Mathematics and Physics at the Moiré Scale

Posted on 4/27/22 in Research Articles

The unique electronic, optical, and mechanical properties of 2D materials have recently sparked an extraordinary level of experimental, theoretical, and computational activity in the materials science and physics communities. Interest in the mathematics community has recently emerged to develop rigorous foundations, improved models, and computational methods. IPAM sponsored a workshop on “Theory and Computation for 2D Materials” during January 13-17, 2020 that facilitated exchanges between the mathematics community and the physics communities working on 2D materials.

Intense interest in 2D materials was sparked by the exfoliation of graphene, a single layer of carbon atoms with hexagonal structure by Geim and Novoselov in 2004. Graphene had previously been theoretically shown by Wallace (1947) to have a linear dispersion near conical Dirac points and later shown to have quasi-particles that propagate by a massless Dirac equation for a two-component wave function (in analogy to Dirac’s relativistic equation with four-component wave functions that propagate at the speed of light).  This analogy to Dirac’s relativistic equation has recently motivated the exploration of phenomena such as Klein’s paradox in graphene.  A rigorous and general approach by Weinstein and Fefferman to the derivation of the massless Dirac equation for the long wave, low energy wave packets in hexagon structures was presented by Michael Weinstein and an application to the investigation of edge states was presented by Alexis Druhot and Alexander Watson.
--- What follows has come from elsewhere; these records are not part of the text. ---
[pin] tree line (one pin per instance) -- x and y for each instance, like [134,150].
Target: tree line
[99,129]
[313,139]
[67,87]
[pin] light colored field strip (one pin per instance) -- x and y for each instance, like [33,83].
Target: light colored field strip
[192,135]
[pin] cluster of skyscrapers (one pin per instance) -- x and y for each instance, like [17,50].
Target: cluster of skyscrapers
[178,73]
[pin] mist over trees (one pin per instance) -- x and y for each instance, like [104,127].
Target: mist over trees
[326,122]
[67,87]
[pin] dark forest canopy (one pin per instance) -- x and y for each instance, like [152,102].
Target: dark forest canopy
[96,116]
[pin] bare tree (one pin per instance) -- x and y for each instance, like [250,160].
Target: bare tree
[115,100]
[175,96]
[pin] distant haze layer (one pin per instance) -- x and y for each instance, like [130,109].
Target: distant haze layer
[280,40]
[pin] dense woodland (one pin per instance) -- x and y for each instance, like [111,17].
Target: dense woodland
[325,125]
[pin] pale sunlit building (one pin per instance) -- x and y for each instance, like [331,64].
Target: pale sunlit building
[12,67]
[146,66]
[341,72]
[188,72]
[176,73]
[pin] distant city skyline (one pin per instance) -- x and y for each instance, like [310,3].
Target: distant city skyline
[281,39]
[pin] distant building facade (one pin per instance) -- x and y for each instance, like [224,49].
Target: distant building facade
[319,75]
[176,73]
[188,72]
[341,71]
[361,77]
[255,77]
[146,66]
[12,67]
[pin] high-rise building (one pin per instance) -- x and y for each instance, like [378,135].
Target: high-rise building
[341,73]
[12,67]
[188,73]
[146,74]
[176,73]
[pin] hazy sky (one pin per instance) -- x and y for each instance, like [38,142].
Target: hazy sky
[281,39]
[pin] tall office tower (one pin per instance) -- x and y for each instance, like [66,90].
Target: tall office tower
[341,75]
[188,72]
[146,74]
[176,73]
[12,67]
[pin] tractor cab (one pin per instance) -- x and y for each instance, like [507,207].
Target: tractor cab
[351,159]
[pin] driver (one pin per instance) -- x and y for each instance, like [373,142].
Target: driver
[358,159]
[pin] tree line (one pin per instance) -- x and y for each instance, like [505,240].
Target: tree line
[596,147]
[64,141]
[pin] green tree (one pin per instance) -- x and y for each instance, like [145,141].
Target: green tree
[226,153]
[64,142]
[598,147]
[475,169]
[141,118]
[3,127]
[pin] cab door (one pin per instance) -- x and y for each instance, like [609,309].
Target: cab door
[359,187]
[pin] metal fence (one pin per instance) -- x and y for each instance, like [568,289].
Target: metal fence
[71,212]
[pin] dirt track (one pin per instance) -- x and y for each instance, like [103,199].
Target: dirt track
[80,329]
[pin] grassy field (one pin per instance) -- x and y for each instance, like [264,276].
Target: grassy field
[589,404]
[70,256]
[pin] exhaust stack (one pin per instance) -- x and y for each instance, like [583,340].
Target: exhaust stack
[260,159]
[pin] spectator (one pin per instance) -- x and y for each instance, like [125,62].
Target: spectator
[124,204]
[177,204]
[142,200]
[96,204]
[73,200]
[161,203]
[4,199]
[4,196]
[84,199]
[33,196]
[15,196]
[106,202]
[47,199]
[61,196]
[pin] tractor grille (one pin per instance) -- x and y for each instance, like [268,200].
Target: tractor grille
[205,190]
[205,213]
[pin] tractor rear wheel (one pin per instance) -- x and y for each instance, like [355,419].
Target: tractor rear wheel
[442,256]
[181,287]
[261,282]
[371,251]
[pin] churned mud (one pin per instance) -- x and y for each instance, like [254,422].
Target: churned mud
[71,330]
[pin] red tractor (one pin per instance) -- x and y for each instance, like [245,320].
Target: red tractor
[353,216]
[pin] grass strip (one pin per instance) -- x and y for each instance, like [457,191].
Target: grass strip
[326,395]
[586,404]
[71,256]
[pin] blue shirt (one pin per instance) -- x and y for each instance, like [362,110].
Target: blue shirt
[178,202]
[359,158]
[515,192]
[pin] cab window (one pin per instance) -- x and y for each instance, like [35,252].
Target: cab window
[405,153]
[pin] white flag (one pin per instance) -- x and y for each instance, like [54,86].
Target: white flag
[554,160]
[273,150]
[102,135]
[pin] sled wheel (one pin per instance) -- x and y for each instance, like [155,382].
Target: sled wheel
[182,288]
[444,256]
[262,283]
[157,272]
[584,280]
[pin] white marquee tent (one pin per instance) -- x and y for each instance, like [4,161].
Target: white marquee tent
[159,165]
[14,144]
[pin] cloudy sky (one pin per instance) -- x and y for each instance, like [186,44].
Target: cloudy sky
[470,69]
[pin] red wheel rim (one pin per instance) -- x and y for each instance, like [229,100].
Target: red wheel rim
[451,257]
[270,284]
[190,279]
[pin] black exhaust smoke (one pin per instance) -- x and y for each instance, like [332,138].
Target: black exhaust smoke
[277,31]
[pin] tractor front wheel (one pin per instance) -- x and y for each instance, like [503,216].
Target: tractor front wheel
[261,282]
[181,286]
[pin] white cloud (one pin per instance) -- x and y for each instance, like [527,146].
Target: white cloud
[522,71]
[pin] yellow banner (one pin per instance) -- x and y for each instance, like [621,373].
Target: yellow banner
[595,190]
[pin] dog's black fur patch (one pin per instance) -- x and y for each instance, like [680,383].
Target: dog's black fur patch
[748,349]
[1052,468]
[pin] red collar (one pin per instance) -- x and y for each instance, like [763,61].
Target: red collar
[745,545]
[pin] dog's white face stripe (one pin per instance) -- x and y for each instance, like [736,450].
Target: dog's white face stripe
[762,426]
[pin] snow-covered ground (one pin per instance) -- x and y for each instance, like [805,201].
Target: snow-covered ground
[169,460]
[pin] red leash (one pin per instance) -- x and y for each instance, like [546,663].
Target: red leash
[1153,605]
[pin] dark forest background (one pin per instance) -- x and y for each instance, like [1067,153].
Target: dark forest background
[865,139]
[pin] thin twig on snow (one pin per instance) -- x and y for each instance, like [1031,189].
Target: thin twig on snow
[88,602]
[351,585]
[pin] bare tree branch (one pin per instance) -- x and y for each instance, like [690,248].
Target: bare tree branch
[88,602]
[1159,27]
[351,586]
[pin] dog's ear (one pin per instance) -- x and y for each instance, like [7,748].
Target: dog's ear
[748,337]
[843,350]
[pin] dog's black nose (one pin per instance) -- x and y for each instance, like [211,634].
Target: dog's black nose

Placing a two-dimensional lattice on another with a small rotation gives rise to periodic “moiré” patterns on a superlattice scale much larger than the original lattice analogous to the beating of two waves with slightly different wavelength (see twisted hexagonal lattices below left). This effective large-scale fundamental domain has opened the possibility of discovering new phenomena at the moiré scale that were previously inaccessible at the atomistic scale.  An early example was the observation of the fractal Hofstadter butterfly in twisted bilayer graphene by Philip Kim, et al. (2013).  Mitchell Luskin and Paul Cazeaux gave presentations describing their general mathematical theory of moiré patterns in relaxed incommensurate 2D heterostructures (see relaxation of twisted bilayer hexagonal lattices below right).
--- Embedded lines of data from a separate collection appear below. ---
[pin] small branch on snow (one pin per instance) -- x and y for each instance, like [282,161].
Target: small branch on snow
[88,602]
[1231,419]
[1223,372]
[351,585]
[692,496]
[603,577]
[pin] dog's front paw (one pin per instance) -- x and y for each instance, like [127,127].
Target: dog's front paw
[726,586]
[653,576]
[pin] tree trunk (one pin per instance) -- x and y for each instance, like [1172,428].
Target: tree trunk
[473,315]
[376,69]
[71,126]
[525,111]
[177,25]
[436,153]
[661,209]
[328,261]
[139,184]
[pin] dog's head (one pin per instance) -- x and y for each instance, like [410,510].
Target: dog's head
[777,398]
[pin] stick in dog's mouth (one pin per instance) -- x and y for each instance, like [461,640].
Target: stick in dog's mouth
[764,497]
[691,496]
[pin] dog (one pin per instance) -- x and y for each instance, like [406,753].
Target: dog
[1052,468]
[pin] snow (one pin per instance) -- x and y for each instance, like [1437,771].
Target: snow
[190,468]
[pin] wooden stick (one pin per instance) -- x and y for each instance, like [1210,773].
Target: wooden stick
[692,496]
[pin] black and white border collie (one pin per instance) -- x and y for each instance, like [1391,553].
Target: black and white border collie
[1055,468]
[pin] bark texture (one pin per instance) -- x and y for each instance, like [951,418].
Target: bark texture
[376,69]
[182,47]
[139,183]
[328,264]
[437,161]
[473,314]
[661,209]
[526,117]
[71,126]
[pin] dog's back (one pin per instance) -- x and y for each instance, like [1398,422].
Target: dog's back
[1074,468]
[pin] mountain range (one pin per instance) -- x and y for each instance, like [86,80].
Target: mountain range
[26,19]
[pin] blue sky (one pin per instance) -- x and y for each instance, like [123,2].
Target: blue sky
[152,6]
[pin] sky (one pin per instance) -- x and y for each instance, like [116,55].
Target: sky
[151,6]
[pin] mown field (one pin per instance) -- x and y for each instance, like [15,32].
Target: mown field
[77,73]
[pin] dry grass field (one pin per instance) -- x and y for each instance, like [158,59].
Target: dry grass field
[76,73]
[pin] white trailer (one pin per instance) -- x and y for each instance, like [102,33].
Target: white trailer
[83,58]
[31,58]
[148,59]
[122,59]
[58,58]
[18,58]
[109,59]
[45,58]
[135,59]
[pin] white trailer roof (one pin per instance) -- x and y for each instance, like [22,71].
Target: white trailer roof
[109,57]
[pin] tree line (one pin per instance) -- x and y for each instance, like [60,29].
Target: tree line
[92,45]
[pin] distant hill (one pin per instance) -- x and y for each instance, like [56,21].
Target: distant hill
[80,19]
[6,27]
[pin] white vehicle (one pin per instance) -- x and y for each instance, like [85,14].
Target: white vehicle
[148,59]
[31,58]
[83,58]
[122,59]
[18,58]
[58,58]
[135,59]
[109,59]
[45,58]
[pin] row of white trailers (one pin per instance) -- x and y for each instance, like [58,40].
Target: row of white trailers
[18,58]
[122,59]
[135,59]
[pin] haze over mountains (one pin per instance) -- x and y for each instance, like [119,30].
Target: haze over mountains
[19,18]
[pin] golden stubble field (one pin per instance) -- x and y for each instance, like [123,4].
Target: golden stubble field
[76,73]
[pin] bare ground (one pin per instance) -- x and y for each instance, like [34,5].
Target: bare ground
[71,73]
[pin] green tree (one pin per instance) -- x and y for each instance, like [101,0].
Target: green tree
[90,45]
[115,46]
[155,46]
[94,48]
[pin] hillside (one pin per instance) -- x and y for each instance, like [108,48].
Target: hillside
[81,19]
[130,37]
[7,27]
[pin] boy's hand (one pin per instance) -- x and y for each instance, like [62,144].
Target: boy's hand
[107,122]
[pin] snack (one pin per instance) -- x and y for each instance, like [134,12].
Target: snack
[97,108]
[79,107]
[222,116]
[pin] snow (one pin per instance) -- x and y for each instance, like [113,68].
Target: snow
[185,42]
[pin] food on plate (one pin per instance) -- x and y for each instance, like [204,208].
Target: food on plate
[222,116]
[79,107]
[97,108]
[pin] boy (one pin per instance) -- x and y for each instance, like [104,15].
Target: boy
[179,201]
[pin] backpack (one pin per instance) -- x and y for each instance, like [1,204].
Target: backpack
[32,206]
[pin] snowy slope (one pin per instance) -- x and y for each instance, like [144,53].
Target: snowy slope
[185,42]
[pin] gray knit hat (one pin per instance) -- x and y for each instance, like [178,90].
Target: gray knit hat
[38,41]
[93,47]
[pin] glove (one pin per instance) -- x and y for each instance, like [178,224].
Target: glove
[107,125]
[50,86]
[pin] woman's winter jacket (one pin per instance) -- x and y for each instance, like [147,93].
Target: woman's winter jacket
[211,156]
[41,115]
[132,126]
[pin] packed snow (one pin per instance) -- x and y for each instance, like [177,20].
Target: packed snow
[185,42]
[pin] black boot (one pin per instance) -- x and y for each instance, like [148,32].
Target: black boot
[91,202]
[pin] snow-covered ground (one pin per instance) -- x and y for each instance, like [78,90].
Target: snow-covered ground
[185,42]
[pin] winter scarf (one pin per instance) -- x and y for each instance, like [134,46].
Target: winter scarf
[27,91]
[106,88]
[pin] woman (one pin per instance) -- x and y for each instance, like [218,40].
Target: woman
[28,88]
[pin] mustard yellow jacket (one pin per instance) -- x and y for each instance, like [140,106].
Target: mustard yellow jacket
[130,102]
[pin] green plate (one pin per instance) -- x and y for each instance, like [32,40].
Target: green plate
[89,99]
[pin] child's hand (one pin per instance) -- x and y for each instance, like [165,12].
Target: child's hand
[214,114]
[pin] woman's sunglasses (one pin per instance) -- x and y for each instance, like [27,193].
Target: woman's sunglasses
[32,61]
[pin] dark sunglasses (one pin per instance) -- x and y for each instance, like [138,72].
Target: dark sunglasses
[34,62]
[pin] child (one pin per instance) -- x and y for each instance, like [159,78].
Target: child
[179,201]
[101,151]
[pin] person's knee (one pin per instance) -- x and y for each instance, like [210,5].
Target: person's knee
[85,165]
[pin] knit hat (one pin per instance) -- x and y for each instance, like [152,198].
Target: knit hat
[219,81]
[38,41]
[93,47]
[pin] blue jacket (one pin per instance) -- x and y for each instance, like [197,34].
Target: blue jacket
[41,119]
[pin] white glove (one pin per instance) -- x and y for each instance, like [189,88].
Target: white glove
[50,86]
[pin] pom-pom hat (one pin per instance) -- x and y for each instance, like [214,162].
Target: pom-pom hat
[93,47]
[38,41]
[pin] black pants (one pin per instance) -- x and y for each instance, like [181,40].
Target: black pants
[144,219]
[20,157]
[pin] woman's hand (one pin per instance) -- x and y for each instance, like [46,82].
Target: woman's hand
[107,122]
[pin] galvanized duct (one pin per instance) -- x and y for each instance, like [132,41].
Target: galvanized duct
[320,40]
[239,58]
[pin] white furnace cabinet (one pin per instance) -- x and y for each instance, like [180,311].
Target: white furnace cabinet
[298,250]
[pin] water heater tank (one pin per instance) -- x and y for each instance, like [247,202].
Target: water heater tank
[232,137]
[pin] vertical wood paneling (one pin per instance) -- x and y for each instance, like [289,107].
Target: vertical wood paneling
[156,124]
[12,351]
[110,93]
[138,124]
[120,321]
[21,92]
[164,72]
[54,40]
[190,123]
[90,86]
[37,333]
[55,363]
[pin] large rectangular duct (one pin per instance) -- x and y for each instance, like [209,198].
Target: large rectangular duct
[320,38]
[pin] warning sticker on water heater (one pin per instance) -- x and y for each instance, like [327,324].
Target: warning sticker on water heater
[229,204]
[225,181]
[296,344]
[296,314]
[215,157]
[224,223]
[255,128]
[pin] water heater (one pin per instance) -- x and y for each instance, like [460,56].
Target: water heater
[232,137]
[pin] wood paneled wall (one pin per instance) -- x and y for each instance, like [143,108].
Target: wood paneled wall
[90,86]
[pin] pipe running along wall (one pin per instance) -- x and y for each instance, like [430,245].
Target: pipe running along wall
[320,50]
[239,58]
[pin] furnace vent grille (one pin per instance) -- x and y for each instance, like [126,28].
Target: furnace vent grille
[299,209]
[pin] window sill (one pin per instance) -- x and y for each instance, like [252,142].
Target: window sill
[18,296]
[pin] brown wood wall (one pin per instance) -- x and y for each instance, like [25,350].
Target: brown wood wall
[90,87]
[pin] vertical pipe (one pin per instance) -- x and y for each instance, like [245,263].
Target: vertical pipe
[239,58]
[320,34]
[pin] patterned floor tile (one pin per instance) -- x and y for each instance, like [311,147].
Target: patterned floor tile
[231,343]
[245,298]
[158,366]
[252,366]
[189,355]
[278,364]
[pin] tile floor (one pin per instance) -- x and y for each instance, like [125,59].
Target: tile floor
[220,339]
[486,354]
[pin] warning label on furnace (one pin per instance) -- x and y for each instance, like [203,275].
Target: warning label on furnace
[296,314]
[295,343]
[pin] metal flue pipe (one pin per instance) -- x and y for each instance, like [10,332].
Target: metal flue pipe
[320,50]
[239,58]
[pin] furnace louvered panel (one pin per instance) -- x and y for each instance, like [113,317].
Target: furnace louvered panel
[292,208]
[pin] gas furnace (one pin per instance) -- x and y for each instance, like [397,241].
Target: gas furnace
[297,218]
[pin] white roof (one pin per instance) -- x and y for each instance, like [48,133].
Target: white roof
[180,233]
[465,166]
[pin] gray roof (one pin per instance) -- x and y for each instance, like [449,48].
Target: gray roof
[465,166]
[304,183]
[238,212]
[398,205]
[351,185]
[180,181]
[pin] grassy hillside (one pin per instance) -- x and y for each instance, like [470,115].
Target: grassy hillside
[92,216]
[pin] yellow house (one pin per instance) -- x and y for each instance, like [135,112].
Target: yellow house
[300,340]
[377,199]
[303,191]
Rafi Bistrizter and Allan MacDonald (2010) developed a low energy continuum model for the electronic structure of twisted bilayer graphene at the moiré scale and showed that the group velocity of electronic quasi-particles is nearly zero at a “magic” angle of approximately 1°, when the interlayer coupling balances the separation of the Dirac cones of the twisted bilayer. This low group velocity and the localization of the electron density led Bistrizter and MacDonald to suggest that correlated electronic phases such as unconventional superconductivity and Mott insulation might be observed in magic angle twisted bilayer graphene.  Such an observation (2018) by Pablo Jarillo-Herrero’s group galvanized the scientific world and has led to an intense synergistic development and investigation of new correlated physics models in parallel with experimental investigations.

MacDonald gave an overview of his recent research on the electronic and optical properties of 2D moiré superlattices and Francisco Guinea, another pioneer in the theory of 2D materials, gave a presentation on electron-electron interactions in graphene systems.  Theorists and mathematicians gave lectures on Wannier functions for 2D layered materials (Shiang Fang), band-free approaches (Stephen Carr), and momentum space methods for relaxed incommensurate bilayers (Daniel Massatt).

Novel 2D heterostructures beyond twisted bilayer graphene are actively being investigated in the search for new platforms for correlated physics.  Zoe Zhu gave theory and computation for twisted trilayer graphene (see figure below) that highlighted the challenges presented by moiré of moiré structures.  Experimental results demonstrating correlated phenomena for twisted trilayer graphene were then presented by Ke Wang.

Mathematics and physics at the moiré scale continues to be intensely investigated and has been a major theme in the IPAM long program on Advancing Quantum Mechanics with Mathematics and Statistics.  An informal mini workshop will be held during May 18-20, 2022.